The different ratios of unpalatable to grazing-tolerant species outside the “US” and “MM” exclosures may also be attributable to the difference of understory vegetation before thinning, because fewer unpalatable species occurred outside the “US” exclosure when compared with species growing outside the “MM” exclosure. These results indicated that the composition of unpalatable and grazing-tolerant species before thinning likely influenced the composition and structure of understory vegetation after thinning under the severe deer grazing pressure in our study. Noguchi et al. (2009) also found that understory vegetation conditions before thinning affects the developmental of understory vegetation after thinning.

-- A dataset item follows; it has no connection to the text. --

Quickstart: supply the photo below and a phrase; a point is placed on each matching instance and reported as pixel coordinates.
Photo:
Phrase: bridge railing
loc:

Understory vegetation outside the exclosures would probably remain consistent, such as with a high proportion of perennial or unpalatable species, even if sika deer density decreased. This would be expected to occur because, in general, the species composition of forest vegetation changes if deer have been overgrazing, and unpalatable and grazing-tolerant species increase (Husheer et al. 2003; Rooney and Waller 2003). The density of unpalatable species rarely decreases once they have become well established (Kirby 2001; Husheer et al. 2003). Dense understory vegetation, even if palatable, prevents other plant species from invading and growing, and diminishes tree generation, thus altering the rate and direction of forest succession (Royo and Carson 2006). In our study, understory vegetation outside the “US” and “MM” exclosures was mainly composed of unpalatable B. albiflora var. japonica 11 years after thinning, and understory vegetation of “LD” was composed of L. japonicum during the course of study period. However, at 10 years after thinning the light conditions (rPPFD) had decreased to the same level as that before thinning. Note that while B. albiflora var. japonica and L. japonicum are forest floor species (Flora Kanagawa Association 2001) and can grow under low rPPFD, in contrast, we predict that annual or small perennial grazing-tolerant species would decline if there were a substantial expansion of tall perennial species such as B. albiflora var. japonica and L. japonicum.

Our study was conducted in a single old-growth plantation with three different levels of understory vegetation cover, so one must be cautious in extrapolating our conclusions to other situations even if there is similarly severe sika deer grazing pressure. Nevertheless, our results which reveal that understory vegetation cover, biomass, and species richness increased after thinning even under severe deer grazing pressure represents a new finding, and one which we hope will be studied further, especially as this relates to factors that maintain important ecosystem functions like soil conservation.

Conclusions

Thinning in old-growth conifer plantations can increase in understory vegetation cover that is mainly composed of unpalatable and grazing-tolerant species in a plantation forest where understory vegetation is sparse or moderate and sika deer density is high. We emphasize that establishing deer exclosures or controlling deer is essential to miantaining similar understory vegetation both within and outside exclosures.